Inhalation of toxicants leads to the production of multiple cytokines and other mediators, which in turn produce multiple downstream inflammatory effects. Potential therapeutics is likely to have higher success when directed at upstream, rather than downstream, targets. Like IL-1β, TNF-α is also widely recognized as an initiator cytokine, and both IL-1β and TNF-α are produced after the inhalation of many toxicants (Table 1) and seem to be important in cigarette smoke-induced emphysema and small airway remodeling in mice.161 However, anti-TNF-α therapy is ineffective in reducing symptoms of COPD in patients,162 and TNF-α does not seem to play an important role in ricin intoxication.132 Because several translation inhibitors, including deoxynivalenol, inhibit TNF-α signaling,106 further research is warranted to investigate whether other ribosome-targeting toxicants share the same mechanism that could explain the lack of involvement of TNF-α.
Table 1 Expression of cytokines and chemokines induced by inhaled toxicants in vivo
While it is still unknown whether cigarette smoke and other mycotoxins act through ZAK, it is clear that, like ricin, they stimulate the processing of IL-1β using NLRP3. By selective targeting of NLRP3, the production of IL-1β via other members of the inflammasome family may remain normal, thereby reducing the chance of immunosuppression.

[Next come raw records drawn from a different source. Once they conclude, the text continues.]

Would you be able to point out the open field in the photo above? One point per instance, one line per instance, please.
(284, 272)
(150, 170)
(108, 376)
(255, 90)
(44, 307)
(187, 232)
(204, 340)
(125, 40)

Several NLRP3 inhibitors, including parthenolide,163 glyburide,164 5-chloro-2-methoxy-N-[2-(4-sulfamoylphenyl)ethyl]benzamide,165 and isoliquiritigenin,166 are currently under investigation. The selective targeting of toxicant-mediated production of IL-1β by MAPK kinase kinase inhibitors and inhibitors against specific NOD-like receptor members may thus lead to the development of novel therapeutic strategies that may be employed for treatment of lung inflammatory disease.
In conclusion, although acute and chronic lung inflammation is known to contribute to the serious effects of cigarette smoke, mycotoxins, ricin, and other inhaled toxicants, effective anti-inflammatory treatments are lacking. By looking beyond cigarette smoke and reviewing the current understanding of how different toxicants induce the inflammatory response, this paper has identified several promising targets to treat COPD and lung inflammation. In particular, ZAK, P2X7, and NLRP3 are unique targets that foster the production of IL-1β by specific stimuli that inhibits protein translation. Selective targeting may interrupt respiratory inflammation while simultaneously permitting a normal immune response to respiratory tract infections that frequently accompany COPD, thereby reducing the risk of severe pneumonia.
This work was supported by grants AI105933.5 (to BEM) and 1R01NR013171-01A1 (to LJW) from the US National Institutes of Health.
The authors report no conflicts of interest in this work.